You can mix in work with adjustable dumbells when you are between bell weights. This is particularly useful for TGUs and Presses. You can also do the single rung of a ladder with the heavier bell and interleave the weight sizes by increasing the ration of the heavier to light bell. That was the good advice I got but I was working with a 4kg gap. With the 8KG gap, that will take some effort. I would also always think of your max as your weaker or strong (vs stronger) side as Pavel puts it. In other words, you might want to up the volume with your current bell until you can do a rep with your less strong side with your heavier one.

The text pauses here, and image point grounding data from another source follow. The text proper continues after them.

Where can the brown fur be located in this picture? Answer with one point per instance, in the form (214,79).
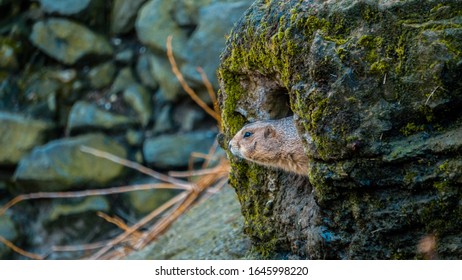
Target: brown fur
(273,143)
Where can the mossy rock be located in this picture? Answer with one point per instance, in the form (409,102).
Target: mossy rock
(375,88)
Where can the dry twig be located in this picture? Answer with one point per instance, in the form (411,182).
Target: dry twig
(19,250)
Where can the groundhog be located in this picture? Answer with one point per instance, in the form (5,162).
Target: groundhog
(273,143)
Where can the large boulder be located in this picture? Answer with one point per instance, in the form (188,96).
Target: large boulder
(68,41)
(375,88)
(61,165)
(174,151)
(18,135)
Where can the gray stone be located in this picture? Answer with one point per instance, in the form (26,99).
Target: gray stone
(188,117)
(7,231)
(84,115)
(169,88)
(139,98)
(146,201)
(164,122)
(64,7)
(125,56)
(102,75)
(144,70)
(134,137)
(174,151)
(186,12)
(218,237)
(154,24)
(208,40)
(68,41)
(123,15)
(123,80)
(18,135)
(60,165)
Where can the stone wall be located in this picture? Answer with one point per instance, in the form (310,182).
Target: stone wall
(375,88)
(95,73)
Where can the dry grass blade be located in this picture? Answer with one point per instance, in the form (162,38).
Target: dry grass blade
(203,184)
(19,250)
(185,86)
(136,166)
(122,237)
(118,222)
(85,193)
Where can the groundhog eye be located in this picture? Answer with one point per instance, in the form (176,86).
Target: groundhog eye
(247,134)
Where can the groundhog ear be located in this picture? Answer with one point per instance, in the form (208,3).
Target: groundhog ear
(269,132)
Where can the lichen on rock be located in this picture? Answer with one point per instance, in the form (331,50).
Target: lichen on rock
(375,87)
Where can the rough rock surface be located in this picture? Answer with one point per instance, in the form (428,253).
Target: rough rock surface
(64,7)
(68,41)
(18,135)
(376,92)
(84,115)
(173,151)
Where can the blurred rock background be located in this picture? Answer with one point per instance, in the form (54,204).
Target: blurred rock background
(95,73)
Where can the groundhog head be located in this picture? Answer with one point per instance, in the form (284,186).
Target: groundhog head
(257,142)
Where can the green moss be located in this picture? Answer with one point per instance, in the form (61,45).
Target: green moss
(277,46)
(411,128)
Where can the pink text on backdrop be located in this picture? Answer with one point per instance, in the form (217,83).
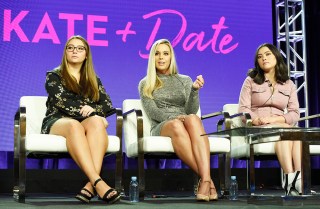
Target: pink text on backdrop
(13,25)
(46,30)
(193,38)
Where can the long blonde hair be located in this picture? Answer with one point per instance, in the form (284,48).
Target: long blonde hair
(88,84)
(152,80)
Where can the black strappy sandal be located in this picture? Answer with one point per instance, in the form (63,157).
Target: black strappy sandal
(83,197)
(114,198)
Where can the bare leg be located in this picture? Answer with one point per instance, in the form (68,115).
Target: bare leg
(283,150)
(79,149)
(98,142)
(296,155)
(187,151)
(201,150)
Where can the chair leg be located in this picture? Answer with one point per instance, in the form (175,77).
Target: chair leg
(141,176)
(119,173)
(222,177)
(252,171)
(19,188)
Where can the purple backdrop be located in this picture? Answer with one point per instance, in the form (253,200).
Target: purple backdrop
(214,38)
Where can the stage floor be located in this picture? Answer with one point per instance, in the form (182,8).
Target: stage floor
(264,200)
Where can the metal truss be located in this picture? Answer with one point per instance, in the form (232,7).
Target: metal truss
(291,41)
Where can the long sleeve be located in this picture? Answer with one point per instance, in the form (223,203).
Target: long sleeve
(259,100)
(292,116)
(245,99)
(104,106)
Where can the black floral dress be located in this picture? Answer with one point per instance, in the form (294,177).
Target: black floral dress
(64,103)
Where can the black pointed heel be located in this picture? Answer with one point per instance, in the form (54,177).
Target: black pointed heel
(114,198)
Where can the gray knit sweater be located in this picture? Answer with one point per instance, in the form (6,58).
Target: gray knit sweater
(176,97)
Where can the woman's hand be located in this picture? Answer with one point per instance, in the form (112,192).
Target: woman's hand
(86,110)
(268,120)
(106,124)
(181,118)
(198,83)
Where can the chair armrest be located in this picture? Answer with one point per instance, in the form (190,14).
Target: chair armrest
(139,119)
(119,125)
(228,119)
(210,115)
(310,117)
(214,114)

As mentioned, the bottom's up press is very challenging and helps to build tension and shoulder packing.
 
Excellent advice here.

Some more food for thought from Aleks Salkin:
How To Break Plateaus In Your Training
The Never-Fail Path to a Stronger Military Press

So basically: Fill your gaps with OAPushups, Handstand Pushups, Dips or Crawling (especially backwards crawling up a hill).

And I can't find the post, but somewhere he recommends super slow commando rocking (super slow for five minutes straight) right before pressing.

He has some succes stories about people improving their presses with nothing but crawling. I think Geoff Neupert has reported similiar experiences.
 
If you cant press it, push press
If you cant push press it, Jerk.

By doing bent presses alone and doing the negative like a MP increased my pressing strength before I started RoP.

But 8kg increments... i really think you have to try push press the 32kg. K
 
Per some of the other responses - push press and work the eccentric. Jerk and work the eccentric.

You could also pick up a 10lb kettlebell (get one with thin handle if possible) and stack it on the 24 for a transition weight. 8kg is a pretty big jump.

Including some extra volume with the 24 is a good idea as well.

Include some pushup and rowing variations. You can only press so much without strengthening the surrounding musculature. Horizontal push/pull has more carryover to pressing than pressing has to horizontal push/pull.
 
Include some pushup and rowing variations. You can only press so much without strengthening the surrounding musculature. Horizontal push/pull has more carryover to pressing than pressing has to horizontal push/pull

Adding a bench press helped get me over the hump on 32k pressing
 
another question..

how much time per session does your (1,2,3,4,5) x5 ladders take to complete?